Immunoglobulin G subclass distribution in canine leishmaniosis: a review and analysis of pitfalls in interpretation.

作者信息

Day M J

机构信息

Division of Veterinary Pathology, Infection and Immunity, School of Clinical Veterinary Science, University of Bristol, Langford BS40 5DU, United Kingdom.

出版信息

Vet Parasitol. 2007 Jun 20;147(1-2):2-8. doi: 10.1016/j.vetpar.2007.03.037. Epub 2007 Apr 27.

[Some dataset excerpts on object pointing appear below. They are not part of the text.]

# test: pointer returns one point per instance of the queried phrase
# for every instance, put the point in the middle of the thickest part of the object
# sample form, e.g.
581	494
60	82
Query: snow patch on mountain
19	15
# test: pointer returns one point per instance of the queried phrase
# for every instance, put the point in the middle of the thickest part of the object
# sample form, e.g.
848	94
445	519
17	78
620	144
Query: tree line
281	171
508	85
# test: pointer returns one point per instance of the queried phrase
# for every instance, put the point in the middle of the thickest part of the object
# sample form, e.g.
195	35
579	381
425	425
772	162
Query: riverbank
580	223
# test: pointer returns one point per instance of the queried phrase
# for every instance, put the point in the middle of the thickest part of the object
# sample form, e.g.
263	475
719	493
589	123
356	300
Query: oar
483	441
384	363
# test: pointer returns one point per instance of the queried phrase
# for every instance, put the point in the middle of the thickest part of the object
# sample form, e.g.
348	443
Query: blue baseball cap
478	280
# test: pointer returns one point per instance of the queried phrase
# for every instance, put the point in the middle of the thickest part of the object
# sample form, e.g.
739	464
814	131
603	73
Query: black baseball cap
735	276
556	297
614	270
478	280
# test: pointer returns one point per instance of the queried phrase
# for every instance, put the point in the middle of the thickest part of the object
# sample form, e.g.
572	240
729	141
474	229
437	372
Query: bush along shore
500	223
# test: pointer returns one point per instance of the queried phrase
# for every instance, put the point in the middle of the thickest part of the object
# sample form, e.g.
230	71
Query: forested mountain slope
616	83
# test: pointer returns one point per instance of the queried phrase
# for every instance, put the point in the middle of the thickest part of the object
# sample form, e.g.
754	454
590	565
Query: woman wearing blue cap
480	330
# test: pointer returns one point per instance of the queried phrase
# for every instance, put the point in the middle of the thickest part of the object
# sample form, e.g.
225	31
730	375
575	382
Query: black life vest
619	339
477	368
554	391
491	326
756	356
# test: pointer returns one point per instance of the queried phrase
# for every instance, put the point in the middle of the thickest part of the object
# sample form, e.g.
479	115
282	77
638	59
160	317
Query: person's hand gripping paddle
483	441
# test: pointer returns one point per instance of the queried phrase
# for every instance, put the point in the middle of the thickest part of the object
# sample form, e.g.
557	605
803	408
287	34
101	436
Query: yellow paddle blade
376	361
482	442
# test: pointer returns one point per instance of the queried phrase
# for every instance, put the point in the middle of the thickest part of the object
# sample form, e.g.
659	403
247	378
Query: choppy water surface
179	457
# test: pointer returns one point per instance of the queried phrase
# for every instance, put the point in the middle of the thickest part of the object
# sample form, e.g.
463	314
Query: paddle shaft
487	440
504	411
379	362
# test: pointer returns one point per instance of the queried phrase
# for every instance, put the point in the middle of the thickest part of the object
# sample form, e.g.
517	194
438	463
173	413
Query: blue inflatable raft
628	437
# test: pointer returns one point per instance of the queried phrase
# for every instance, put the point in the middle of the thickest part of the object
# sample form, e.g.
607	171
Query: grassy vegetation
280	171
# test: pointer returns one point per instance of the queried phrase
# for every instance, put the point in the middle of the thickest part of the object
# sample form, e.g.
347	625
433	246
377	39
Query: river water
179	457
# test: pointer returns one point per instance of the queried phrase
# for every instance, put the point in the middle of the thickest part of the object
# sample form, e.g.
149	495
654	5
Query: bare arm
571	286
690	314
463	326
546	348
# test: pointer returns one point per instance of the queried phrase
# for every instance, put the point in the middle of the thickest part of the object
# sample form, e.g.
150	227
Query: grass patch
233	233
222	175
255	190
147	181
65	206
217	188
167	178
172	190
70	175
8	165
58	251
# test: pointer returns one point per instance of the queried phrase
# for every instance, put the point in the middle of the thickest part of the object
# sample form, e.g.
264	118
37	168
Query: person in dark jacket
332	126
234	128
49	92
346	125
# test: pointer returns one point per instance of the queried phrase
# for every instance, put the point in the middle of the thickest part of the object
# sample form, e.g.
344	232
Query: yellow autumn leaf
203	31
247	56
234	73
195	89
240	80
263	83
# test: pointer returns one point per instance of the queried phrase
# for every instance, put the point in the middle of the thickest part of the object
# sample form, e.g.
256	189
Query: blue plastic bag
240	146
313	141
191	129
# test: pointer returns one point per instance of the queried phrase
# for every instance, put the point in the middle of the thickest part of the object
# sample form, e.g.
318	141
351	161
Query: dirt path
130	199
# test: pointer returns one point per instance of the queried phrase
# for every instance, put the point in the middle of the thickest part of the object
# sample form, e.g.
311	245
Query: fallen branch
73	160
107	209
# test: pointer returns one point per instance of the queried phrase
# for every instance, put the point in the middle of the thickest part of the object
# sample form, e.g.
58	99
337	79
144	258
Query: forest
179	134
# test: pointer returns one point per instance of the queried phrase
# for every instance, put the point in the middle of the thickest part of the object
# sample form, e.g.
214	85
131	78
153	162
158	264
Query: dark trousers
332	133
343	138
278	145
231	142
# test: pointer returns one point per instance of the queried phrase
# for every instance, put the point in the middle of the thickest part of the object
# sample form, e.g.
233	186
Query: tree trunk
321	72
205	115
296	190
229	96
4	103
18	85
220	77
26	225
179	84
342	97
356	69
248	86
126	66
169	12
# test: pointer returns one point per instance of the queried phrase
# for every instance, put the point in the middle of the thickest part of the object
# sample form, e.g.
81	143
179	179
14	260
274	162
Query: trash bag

DOI:10.1016/j.vetpar.2007.03.037
PMID:17467176
Abstract

Infection with Leishmania may have different outcomes in genetically distinct individuals and the course of infection is determined by the nature of the host innate and adaptive immune response. Thus in experimentally infected mice, and in naturally infected dogs or humans, the protective (self-healing or asymptomatic) phenotype is associated with the induction of Th1-regulated cell-mediated immunity. By contrast, a Th2-regulated humoral immune response is associated with severe symptomatic disease. In the murine model system there is strong correlation between clinicopathological phenotype and the nature of the antigen-specific humoral immune response. Symptomatic infection and Th2-regulation is associated with elevation in antigen-specific IgG1 and IgE, whereas asymptomatic infection with Th1-regulation is linked with IgG2a production. IgG subclass restriction is less clear in human disease with only some clinical forms being correlated to a specific serological profile. Although numerous studies have questioned whether infected dogs develop skewed IgG subclass usage, the results of these have been conflicting-suggesting bias towards IgG1 or IgG2 or neither subclass in different investigations. This confusion could relate to the specificity of the commercially available polyclonal antisera used to detect the canine IgG1 and IgG2 subclasses. More meaningful results might be obtained by the use of the panel of monoclonal antibodies with well-validated specificity for all four canine IgG subclasses.

摘要

利什曼原虫感染在基因不同的个体中可能有不同的结果,感染过程由宿主固有免疫和适应性免疫反应的性质决定。因此,在实验感染的小鼠以及自然感染的犬类或人类中,保护性(自愈或无症状)表型与Th1调节的细胞介导免疫的诱导相关。相比之下,Th2调节的体液免疫反应与严重的症状性疾病相关。在小鼠模型系统中,临床病理表型与抗原特异性体液免疫反应的性质之间存在很强的相关性。症状性感染和Th2调节与抗原特异性IgG1和IgE升高相关,而Th1调节的无症状感染与IgG2a产生相关。在人类疾病中,IgG亚类限制不太明显,只有一些临床形式与特定的血清学特征相关。尽管许多研究质疑感染犬是否会出现IgG亚类使用偏向,但这些研究结果相互矛盾,在不同调查中显示出对IgG1或IgG2的偏向或两者均无偏向。这种混淆可能与用于检测犬IgG1和IgG2亚类的市售多克隆抗血清的特异性有关。使用对所有四种犬IgG亚类具有充分验证特异性的单克隆抗体组合可能会获得更有意义的结果。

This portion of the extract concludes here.